Scalable or online out-of-core multi-label classifiers

Asked 8/9, 2013 at 14:43 Answered 16/2, 2017 at 23:29

Solved machine-learning classification scikit-learn document-classification text-classification

I have been blowing my brains out over the past 2-3 weeks on this problem. I have a multi-label (not multi-class) problem where each sample can belong to several of the labels.

I have around 4.5 million text documents as training data and around 1 million as test data. The labels are around 35K.

I am using scikit-learn. For feature extraction I was previously using TfidfVectorizer which didn't scale at all, now I am using HashVectorizer which is better but not that scalable given the number of documents that I have.

vect = HashingVectorizer(strip_accents='ascii', analyzer='word', stop_words='english', n_features=(2 ** 10))
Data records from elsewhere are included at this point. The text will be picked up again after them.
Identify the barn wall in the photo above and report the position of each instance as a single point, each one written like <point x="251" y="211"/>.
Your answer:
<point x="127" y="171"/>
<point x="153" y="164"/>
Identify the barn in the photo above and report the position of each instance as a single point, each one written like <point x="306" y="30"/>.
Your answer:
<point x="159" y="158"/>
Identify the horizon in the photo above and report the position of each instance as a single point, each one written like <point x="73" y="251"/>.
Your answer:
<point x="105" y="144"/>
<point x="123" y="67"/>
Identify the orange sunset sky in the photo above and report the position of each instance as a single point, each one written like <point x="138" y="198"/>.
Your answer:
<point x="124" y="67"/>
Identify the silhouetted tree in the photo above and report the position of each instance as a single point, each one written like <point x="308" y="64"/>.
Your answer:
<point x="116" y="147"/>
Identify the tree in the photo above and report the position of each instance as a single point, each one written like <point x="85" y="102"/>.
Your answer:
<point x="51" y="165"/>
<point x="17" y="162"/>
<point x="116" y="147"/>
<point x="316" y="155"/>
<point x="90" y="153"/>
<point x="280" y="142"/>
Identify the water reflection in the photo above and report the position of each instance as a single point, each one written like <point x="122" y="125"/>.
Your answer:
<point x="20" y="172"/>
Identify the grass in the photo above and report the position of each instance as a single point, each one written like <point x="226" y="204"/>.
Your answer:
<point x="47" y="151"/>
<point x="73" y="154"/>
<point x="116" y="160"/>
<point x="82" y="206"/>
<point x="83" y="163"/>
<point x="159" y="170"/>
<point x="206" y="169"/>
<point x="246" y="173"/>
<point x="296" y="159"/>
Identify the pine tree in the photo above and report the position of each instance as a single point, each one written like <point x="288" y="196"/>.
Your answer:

SKlearn provides a OneVsRestClassifier into which I can feed any estimator. For multi-label I found LinearSVC & SGDClassifier only to be working correctly. Acc to my benchmarks SGD outperforms LinearSVC both in memory & time. So, I have something like this

clf = OneVsRestClassifier(SGDClassifier(loss='log', penalty='l2', n_jobs=-1), n_jobs=-1)

But this suffers from some serious issues:

OneVsRest does not have a partial_fit method which makes it impossible for out-of-core learning. Are there any alternatives for that?
HashingVectorizer/Tfidf both work on a single core and don't have any n_jobs parameter. It's taking too much time to hash the documents. Any alternatives/suggestions? Also is the value of n_features correct?
I tested on 1 million documents. The Hashing takes 15 minutes and when it comes to clf.fit(X, y), I receive a MemoryError because OvR internally uses LabelBinarizer and it tries to allocate a matrix of dimensions (y x classes) which is fairly impossible to allocate. What should I do?
Any other libraries out there which have reliable & scalable multi-label algorithms? I know of genism & mahout but both of them don't have anything for multi-label situations?

Fenestrated answered 8/9, 2013 at 14:43 Comment(3)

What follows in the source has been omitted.